En bordure d’un sentier de randonnée en forêt de Saint-Michel, il y a un arbre qui a un nom. Le Chêne Michel, du nom du forestier qui a veillé sur lui dans la première moitié du XX° siècle.
La chute du gland qui en tombant au sol a fait naitre ce chêne s’est passée aux alentours des années 1730. Il y a près de 300 ans !
Ce chêne solidement ancré au bords du chemin de promenade est né un demi-siècle avant la révolution française. Il a vu passer les campagnes napoléoniennes. Il avait cent ans à l’indépendance de notre Royaume. Il a entendu le vacarme et le carnage des deux guerres mondiales.
Il a germé quand le taux de CO2 dans l’atmosphère était de 275 ppm alors qu’il frise les 500 aujourd’hui. Il a grandi près d’un siècle et demi avant la révolution industrielle, dans des conditions climatiques stables depuis des millénaires.

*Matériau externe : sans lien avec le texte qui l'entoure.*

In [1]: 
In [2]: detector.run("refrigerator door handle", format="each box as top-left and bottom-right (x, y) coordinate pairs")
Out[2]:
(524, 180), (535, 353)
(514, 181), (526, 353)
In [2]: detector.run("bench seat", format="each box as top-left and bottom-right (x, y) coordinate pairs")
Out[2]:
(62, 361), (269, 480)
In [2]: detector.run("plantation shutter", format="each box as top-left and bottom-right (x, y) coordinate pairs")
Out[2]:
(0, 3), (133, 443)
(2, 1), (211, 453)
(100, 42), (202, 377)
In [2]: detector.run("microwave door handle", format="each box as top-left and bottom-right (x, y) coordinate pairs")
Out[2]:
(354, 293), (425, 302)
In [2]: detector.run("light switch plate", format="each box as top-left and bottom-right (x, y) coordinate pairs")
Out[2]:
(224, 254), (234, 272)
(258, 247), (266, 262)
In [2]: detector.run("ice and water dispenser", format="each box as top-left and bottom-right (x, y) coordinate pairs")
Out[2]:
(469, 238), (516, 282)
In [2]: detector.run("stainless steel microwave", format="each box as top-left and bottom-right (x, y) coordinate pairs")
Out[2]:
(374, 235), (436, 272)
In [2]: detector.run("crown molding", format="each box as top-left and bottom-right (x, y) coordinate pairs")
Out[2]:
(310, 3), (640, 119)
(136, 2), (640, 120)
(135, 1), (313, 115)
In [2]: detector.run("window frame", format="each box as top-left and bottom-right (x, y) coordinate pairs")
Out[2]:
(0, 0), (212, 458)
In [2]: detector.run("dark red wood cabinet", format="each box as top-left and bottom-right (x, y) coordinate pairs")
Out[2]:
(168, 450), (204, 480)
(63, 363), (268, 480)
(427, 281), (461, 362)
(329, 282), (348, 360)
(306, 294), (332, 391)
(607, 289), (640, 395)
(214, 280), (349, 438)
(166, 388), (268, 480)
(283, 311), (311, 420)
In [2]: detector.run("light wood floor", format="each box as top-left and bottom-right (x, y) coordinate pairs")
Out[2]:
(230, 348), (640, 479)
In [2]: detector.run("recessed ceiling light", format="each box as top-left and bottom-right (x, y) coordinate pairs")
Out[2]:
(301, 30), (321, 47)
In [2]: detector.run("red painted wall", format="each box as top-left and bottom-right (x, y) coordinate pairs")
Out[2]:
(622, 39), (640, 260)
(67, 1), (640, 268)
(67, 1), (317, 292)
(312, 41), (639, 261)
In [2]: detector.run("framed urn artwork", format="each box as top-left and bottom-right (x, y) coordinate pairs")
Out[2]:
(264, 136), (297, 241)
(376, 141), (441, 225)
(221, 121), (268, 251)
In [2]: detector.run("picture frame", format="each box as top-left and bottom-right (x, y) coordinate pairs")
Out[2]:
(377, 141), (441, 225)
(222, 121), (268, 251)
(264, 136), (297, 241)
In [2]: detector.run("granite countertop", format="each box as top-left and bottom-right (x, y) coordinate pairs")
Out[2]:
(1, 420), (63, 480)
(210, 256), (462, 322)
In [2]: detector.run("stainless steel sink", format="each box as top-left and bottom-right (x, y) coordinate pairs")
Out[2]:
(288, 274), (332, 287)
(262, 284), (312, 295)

Ancré irrémédiablement dans le sol de la forêt de Saint-Michel, il a entamé sa traversée du XXI° siècle (le quatrième déjà pour lui) avec l’hypothèque de 1,5°; 2,0°; 3° … d’augmentation de la température moyenne du globe.
Il partage avec tous les arbres qui l’entourent, hêtres, frênes, épicéas, érables … la plus grande période d’incertitude que les végétaux aient connue depuis des millénaires.
L’âge de ce chêne nous confronte à la seule notion de temps qui soit réellement pertinente. Le temps de la forêt. Il dépasse notre minuscule temps humain à tous. Il s’inscrit dans une durée qui nous dépasse tous. La forêt de 2100 aurait déjà du être ensemencée ou plantée il y a plus vingt ans. Et elle est sujette au plus grand des bouleversements que jamais la Vie n’a connu sur Terre en un laps de temps aussi court.
Le projet qui lie la Région wallonne à la Fondation Pairi Daiza s’est donné un horizon de temps à 80 ans. Une éternité déjà pour le temps du politique. Au-delà de notre petit temps humain personnel. Mais juste l’aube de l’adolescence pour un chêne.